Now I didn't think I was paranoid - well not very much - but when my wife gave me Lynne Truss’s Eats, Shoots and Leaves at Christmas, I had second thoughts. Much as I like her, and I do (she might read this) I have to question her tact in choosing that particular gift*. Giving a writer a book on punctuation is a bit like giving Michael Schumacher Car Driving for Beginners or Fred and Ginger First Steps in Ballroom Dancing.
Paranoia apart, it’s a fascinating book, but I still don’t know why it was so successful: grammarians didn’t need it and the rest don’t care.
Ms Truss talks of the APS – Apostrophe Protection Society – a group of grammar vigilantes who write (in impeccable grammar no doubt) to perpetrators of sins like the grocer’s apostrophe (banana’s) and such, to point out their error. Her book even has a set of adhesive apostrophes of different sizes that you can stick in where they have been omitted, and a set of plain white stickers with which to cover redundant ones – a printed card I got from an estate agent recently said they dealt in ‘sale’s and rental’s’!

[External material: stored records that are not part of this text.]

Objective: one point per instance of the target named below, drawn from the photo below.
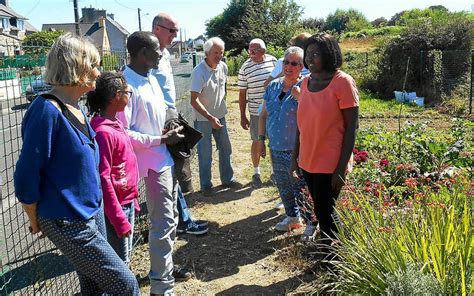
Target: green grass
(371, 106)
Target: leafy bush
(438, 50)
(382, 31)
(412, 281)
(380, 240)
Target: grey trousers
(161, 198)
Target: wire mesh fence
(28, 264)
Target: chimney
(101, 22)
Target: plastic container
(420, 101)
(404, 97)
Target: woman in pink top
(118, 164)
(327, 120)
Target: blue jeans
(204, 148)
(184, 215)
(122, 245)
(99, 268)
(161, 200)
(281, 161)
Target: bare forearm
(242, 102)
(296, 148)
(351, 122)
(198, 106)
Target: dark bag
(183, 149)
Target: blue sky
(193, 14)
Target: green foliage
(274, 21)
(381, 31)
(380, 242)
(346, 20)
(313, 24)
(446, 32)
(40, 42)
(379, 22)
(412, 281)
(110, 62)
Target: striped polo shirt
(252, 76)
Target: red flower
(383, 163)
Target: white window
(5, 23)
(20, 25)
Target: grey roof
(29, 27)
(118, 26)
(68, 27)
(91, 30)
(7, 11)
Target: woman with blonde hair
(57, 178)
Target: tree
(438, 8)
(274, 21)
(40, 42)
(379, 22)
(313, 23)
(346, 21)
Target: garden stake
(400, 113)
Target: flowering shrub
(429, 237)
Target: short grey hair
(295, 50)
(211, 42)
(259, 42)
(70, 61)
(158, 19)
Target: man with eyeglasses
(165, 28)
(252, 76)
(144, 119)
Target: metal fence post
(470, 90)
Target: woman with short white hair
(57, 178)
(278, 121)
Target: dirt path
(239, 255)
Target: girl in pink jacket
(118, 164)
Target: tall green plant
(377, 242)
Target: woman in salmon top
(327, 120)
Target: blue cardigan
(58, 167)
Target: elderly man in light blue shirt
(165, 28)
(208, 82)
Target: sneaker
(203, 223)
(194, 228)
(233, 185)
(309, 233)
(208, 192)
(288, 224)
(181, 274)
(256, 181)
(273, 179)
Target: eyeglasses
(255, 50)
(129, 92)
(156, 51)
(294, 64)
(171, 30)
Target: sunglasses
(255, 50)
(129, 92)
(171, 30)
(294, 64)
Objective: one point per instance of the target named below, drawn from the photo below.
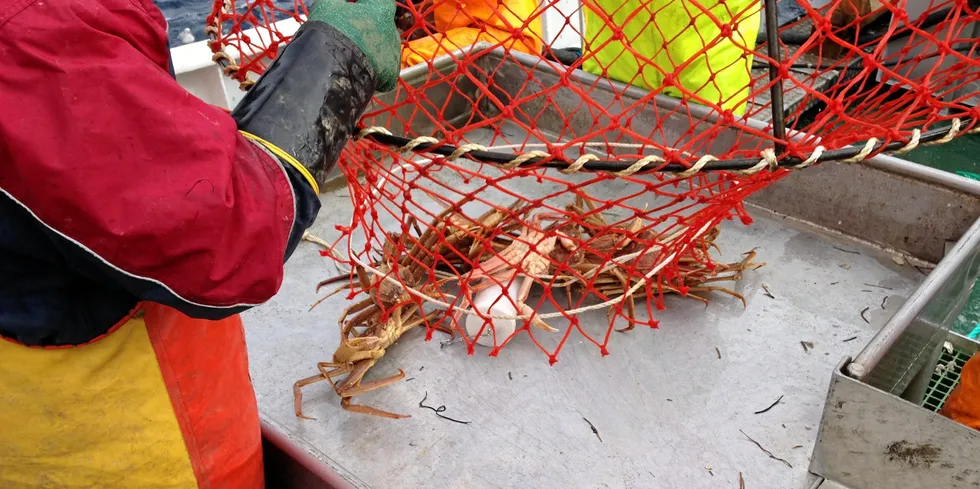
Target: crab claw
(535, 321)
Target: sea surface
(191, 15)
(185, 14)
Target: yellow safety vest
(676, 41)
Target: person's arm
(139, 181)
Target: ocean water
(185, 14)
(191, 15)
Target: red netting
(549, 163)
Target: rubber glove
(370, 25)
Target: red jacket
(135, 221)
(117, 185)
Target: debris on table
(770, 406)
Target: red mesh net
(555, 169)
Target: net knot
(464, 149)
(579, 163)
(524, 158)
(768, 161)
(372, 130)
(698, 165)
(913, 142)
(639, 165)
(813, 158)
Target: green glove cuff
(370, 25)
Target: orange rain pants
(161, 401)
(963, 405)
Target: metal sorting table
(675, 406)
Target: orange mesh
(582, 187)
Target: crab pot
(663, 221)
(666, 403)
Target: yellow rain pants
(676, 45)
(461, 23)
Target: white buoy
(491, 301)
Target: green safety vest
(672, 34)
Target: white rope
(768, 155)
(814, 157)
(579, 163)
(868, 148)
(954, 129)
(913, 142)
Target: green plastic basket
(945, 376)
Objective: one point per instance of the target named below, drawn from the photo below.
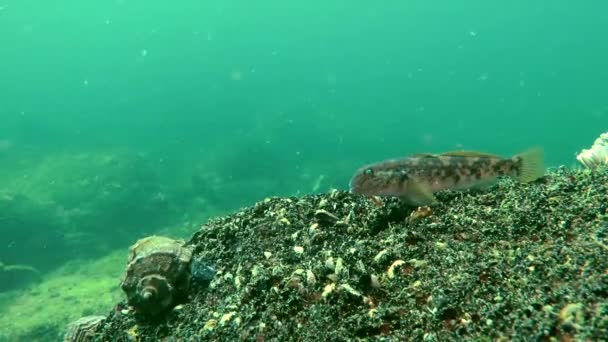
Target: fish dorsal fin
(422, 155)
(469, 154)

But this surely highlights a basic contradiction of blogging. You start off saying, 'This is my blog and I will write it how I please, regardless of such trivialities as grammar, punctuation and the like'. But once you know someone is reading it, you feel a writer’s duty to proof-read and correct.
Hemingway said that easy writing is hard reading, and that it takes hard writing to make easy reading – so what was formerly a casual personal record of one’s innermost thoughts becomes hard work – and unpaid work at that. Or is it only me?
Next week – dangling participles (‘As a valued customer, I am writing to tell you about…’) and the difference between ‘less’ and ‘fewer’. Yawn.

* OK – I’ll come clean. I asked her for it.